Clearly, perfect co-registration between the standard H&E 2-D slide and 3-D sample is not achievable for several reasons. First, a certain amount of tissue is discarded in the process of “facing up” the paraffin embedded tissue block to produce a square surface for microtome sectioning, thus introducing localization uncertainty in the z plane. In addition, slight differences in camera angles and specimen rotation in 3-D space during sectioning add geometric positioning and imaging uncertainty in the XY-plane. Following co-registration of the visible light microscopic images with our spectral target position grid, we assign 1 mm “best guess” error bars for positioning accuracy.

Raman acquisition and data processing

Prior to data collection, calibration spectra were obtained using Teflon standard targets. During data acquisition, BWSpec, the software integral to the i-Raman Plus and i-Raman EX systems, applies a baseline subtraction for ambient noise, and filters cosmic ray anomalies. The data were then corrected for fluorescence using MATLAB’s msbackadj.m function. The function iteratively estimates the spectral baseline using shifted windows and regression with a spline approximation, then subtracts the predicted fluorescence contribution from the signal. The final spectrum is normalized to the area under the curve between 400 and 1800 cm−1 for the1064 nm system, and between 400 and 3200 cm−1 for the 785 nm system.
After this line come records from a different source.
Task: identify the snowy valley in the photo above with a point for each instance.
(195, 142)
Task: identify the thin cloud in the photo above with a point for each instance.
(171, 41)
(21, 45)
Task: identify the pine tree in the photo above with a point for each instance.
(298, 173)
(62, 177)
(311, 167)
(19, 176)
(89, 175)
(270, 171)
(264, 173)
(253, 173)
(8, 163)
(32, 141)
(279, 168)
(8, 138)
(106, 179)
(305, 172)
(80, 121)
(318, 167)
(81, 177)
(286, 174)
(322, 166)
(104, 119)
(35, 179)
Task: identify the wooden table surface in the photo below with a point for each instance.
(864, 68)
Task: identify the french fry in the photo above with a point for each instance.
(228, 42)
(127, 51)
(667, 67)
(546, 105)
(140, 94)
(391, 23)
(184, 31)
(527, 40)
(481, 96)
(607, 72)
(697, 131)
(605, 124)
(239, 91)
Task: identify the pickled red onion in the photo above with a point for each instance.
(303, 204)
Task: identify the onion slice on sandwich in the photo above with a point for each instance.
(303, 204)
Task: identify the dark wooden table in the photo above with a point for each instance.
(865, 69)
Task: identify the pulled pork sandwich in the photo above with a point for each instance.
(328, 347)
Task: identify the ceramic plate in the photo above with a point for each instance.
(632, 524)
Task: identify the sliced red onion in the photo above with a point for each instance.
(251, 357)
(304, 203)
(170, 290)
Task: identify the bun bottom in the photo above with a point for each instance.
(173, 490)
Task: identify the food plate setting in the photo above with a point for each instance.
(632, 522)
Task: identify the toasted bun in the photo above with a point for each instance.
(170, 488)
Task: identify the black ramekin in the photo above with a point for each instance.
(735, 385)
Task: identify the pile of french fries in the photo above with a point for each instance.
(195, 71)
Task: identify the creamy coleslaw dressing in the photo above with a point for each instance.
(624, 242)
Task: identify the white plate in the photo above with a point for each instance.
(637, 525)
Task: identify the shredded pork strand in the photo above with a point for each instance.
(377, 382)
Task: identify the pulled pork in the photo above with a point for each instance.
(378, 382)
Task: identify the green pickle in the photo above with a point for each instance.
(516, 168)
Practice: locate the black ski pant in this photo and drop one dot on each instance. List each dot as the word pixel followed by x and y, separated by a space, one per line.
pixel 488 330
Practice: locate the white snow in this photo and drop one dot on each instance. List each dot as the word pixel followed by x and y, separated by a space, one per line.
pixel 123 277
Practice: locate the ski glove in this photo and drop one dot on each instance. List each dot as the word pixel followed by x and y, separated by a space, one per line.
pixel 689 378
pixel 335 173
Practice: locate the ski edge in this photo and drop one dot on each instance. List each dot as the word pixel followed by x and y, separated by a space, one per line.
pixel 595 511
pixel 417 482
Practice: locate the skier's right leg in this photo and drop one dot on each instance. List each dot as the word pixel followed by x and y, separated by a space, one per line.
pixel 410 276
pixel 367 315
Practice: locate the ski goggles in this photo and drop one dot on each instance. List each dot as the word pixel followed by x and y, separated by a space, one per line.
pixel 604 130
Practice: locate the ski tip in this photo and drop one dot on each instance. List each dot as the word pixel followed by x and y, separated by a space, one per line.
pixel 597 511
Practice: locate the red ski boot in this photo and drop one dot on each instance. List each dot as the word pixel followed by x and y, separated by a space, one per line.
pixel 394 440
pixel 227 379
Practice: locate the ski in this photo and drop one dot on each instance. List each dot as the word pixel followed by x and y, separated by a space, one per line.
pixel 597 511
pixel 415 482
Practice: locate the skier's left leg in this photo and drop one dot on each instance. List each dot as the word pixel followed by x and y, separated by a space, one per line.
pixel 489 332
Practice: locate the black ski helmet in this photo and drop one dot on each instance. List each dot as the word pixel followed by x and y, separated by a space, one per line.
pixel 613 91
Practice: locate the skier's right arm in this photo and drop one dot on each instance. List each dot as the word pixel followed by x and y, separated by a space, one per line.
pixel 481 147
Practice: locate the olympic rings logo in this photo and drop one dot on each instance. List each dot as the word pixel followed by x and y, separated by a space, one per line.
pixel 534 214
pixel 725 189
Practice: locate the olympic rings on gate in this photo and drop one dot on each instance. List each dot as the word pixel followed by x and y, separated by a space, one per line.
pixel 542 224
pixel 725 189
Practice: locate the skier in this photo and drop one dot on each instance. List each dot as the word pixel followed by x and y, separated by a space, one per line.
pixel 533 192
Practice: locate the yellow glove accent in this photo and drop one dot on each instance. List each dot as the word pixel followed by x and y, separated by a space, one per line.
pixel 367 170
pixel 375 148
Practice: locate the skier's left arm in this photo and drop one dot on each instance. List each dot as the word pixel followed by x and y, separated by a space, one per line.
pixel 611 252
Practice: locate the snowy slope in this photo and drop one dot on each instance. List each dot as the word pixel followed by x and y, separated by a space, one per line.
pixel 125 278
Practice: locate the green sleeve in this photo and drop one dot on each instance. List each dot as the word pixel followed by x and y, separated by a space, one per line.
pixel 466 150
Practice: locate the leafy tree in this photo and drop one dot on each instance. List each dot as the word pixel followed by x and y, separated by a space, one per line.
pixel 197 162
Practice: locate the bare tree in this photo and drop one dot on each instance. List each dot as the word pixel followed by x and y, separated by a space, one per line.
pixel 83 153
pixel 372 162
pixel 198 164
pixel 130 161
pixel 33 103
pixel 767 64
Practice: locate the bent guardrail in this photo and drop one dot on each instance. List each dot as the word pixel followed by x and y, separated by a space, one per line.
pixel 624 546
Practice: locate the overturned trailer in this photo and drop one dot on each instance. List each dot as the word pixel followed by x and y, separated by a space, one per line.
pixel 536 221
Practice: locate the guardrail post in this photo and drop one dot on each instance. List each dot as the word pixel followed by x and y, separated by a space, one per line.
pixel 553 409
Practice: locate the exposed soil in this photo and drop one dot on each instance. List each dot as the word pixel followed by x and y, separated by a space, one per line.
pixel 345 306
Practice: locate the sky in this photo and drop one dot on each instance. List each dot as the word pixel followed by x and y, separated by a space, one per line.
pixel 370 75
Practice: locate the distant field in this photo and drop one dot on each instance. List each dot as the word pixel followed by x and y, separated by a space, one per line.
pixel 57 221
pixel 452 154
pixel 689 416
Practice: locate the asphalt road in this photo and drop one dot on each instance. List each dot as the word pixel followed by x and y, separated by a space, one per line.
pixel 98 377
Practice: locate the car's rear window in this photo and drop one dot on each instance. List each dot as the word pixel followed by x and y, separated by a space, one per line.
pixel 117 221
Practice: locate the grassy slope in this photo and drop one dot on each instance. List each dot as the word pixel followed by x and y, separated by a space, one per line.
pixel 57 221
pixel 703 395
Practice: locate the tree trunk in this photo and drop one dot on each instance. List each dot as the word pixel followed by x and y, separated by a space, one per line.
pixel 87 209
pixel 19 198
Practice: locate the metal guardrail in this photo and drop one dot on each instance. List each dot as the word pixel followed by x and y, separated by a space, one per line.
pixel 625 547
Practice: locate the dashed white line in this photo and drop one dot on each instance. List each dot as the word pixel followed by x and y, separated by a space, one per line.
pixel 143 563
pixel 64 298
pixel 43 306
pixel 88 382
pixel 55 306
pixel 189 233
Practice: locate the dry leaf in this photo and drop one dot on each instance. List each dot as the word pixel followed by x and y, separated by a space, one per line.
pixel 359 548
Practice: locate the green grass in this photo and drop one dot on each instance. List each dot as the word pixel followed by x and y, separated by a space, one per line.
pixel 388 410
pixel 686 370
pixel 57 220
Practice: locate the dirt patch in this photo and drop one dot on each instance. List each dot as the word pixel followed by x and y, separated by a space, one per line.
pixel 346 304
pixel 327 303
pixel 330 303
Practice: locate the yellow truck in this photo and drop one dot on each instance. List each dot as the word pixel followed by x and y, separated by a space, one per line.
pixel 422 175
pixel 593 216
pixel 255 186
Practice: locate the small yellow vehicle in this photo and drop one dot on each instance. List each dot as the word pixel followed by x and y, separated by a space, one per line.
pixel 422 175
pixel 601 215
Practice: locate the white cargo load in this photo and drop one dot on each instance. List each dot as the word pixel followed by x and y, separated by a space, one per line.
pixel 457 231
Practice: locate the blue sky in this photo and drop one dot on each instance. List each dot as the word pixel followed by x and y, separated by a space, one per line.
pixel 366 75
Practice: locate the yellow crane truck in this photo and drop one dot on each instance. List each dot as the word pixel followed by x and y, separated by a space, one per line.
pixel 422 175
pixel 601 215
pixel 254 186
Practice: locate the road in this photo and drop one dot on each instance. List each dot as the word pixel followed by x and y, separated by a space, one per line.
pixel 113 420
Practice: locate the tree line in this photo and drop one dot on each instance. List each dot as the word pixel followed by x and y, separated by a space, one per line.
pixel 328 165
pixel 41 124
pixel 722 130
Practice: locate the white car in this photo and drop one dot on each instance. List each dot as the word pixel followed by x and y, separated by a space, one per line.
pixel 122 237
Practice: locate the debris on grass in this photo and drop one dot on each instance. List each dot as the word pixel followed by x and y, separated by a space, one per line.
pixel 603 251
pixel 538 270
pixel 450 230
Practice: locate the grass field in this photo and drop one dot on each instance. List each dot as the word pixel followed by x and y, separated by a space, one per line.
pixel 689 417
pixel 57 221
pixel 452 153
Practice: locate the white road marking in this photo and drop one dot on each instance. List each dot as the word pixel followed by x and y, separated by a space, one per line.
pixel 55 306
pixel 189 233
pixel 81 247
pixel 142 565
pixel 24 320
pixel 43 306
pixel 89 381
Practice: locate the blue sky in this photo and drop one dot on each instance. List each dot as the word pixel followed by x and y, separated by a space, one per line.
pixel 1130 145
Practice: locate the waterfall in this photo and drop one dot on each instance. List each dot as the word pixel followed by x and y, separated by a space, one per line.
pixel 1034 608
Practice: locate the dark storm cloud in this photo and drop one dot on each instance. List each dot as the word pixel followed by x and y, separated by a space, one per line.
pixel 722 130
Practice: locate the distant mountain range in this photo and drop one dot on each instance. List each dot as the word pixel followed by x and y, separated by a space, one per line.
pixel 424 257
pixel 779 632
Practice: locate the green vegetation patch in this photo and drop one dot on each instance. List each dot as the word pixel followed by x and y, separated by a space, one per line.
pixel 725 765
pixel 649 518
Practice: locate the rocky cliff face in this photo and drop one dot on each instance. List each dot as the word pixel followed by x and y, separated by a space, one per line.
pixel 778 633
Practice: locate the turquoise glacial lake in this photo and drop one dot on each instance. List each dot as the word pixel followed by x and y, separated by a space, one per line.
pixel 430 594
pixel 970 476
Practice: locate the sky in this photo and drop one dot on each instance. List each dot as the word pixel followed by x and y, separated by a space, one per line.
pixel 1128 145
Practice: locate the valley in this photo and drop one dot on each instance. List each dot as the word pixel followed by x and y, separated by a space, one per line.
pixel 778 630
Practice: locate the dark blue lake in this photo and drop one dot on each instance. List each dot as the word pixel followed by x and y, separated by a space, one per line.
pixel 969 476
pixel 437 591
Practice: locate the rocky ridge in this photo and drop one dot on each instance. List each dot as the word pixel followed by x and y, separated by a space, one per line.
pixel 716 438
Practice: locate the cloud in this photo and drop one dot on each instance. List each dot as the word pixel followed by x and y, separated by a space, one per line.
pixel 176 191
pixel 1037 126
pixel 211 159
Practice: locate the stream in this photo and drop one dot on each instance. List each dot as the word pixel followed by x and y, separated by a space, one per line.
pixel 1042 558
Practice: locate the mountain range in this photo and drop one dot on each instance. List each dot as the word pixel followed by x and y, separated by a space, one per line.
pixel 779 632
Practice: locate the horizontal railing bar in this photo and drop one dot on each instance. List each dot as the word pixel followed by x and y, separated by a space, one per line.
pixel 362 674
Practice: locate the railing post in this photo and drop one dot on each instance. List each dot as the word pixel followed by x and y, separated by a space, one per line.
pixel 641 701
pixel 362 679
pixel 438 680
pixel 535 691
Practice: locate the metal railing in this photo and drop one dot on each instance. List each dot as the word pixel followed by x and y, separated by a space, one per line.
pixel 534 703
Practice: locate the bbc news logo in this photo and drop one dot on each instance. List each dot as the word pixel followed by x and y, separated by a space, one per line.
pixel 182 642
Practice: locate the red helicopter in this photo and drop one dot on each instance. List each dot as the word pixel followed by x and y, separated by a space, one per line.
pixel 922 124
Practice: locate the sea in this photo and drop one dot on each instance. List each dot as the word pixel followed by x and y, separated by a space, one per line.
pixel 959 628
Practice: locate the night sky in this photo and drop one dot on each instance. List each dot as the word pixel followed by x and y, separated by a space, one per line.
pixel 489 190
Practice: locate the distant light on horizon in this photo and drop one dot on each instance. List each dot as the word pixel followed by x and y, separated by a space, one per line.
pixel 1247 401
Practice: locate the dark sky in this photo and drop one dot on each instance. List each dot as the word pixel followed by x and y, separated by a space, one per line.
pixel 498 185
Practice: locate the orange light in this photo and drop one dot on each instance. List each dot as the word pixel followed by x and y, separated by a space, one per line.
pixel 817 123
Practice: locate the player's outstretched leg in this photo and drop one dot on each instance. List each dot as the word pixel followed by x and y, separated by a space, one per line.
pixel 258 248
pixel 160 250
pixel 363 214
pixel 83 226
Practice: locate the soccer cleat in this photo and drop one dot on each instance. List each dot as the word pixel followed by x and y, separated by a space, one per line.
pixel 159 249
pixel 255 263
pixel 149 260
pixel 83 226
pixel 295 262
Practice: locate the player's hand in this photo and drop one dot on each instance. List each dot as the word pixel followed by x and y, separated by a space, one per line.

To implement a real-time machine learning system on a local data set that is sufficiently rigorous to identify tumor spectral signatures in a broader population of samples, we elected to minimize the number of potential input variables (428 in the case of the 1064 nm system and 1804 for the 785 nm device). First, we calculate the 95% confidence interval for spectra from healthy and cancerous tissue and identify the regions that maximize the area between the confidence interval boundaries. We also characterize and exclude from classification the spectral regions containing Raman activity originating from the dyes used to provide tissue landmarks during surgical excision.

Multivariate analysis

Once the discriminating spectral bands were identified and the data were mean-centered, two multivariate techniques, Principal Component Analysis (PCA)60 and Linear Discriminant Analysis (LDA)68 are employed in the experiments reported here for feature extraction and variable input reduction (PCA) and classification (LDA). PCA, also known as the Karhunen-Loéve or Hotelling transform, extracts significant information from a data set by identifying linear combinations of raw variables accounting for maximum variance in the data set. PCA identifies correlations or covariance between multiple variables and calculates a new variable, the first principal component, which accounts for as much variance in the data as possible. The process continues generating successive factors that account for decreasing fractions of the total variance. The method is robust to moderate amounts of noise since the covariance matrix is an average over many input vectors and the noise is uncorrelated from one data vector to the next. In most experiments, a practical balance between data compression and classification accuracy can be achieved by selecting eigenvectors that account for 75–95% of the eigenvalues. The new set of PCA factors encodes in compressed format the significant information content of the original data set. PCA is an unsupervised classifier, meaning it does not use a priori classification designations.

LDA, also known as the Fisher discriminant, is a classification method that assumes different classes generate data based on differing Gaussian distributions. To train a classifier, the fitting function estimates the parameters of a Gaussian distribution for each class. To predict the classes of new data, the trained classifier finds the class with the smallest misclassification cost. Cross-validation using a leave on out format is employed for seamless training and testing of a data set. Both PCA and LDA are linear transformation techniques commonly used for multivariate data analysis. PCA in combination with LDA has been shown to improve Raman spectral classification sensitivity and specificity14. These were employed to analyze the spectra and reliably distinguish malignant from benign tissue.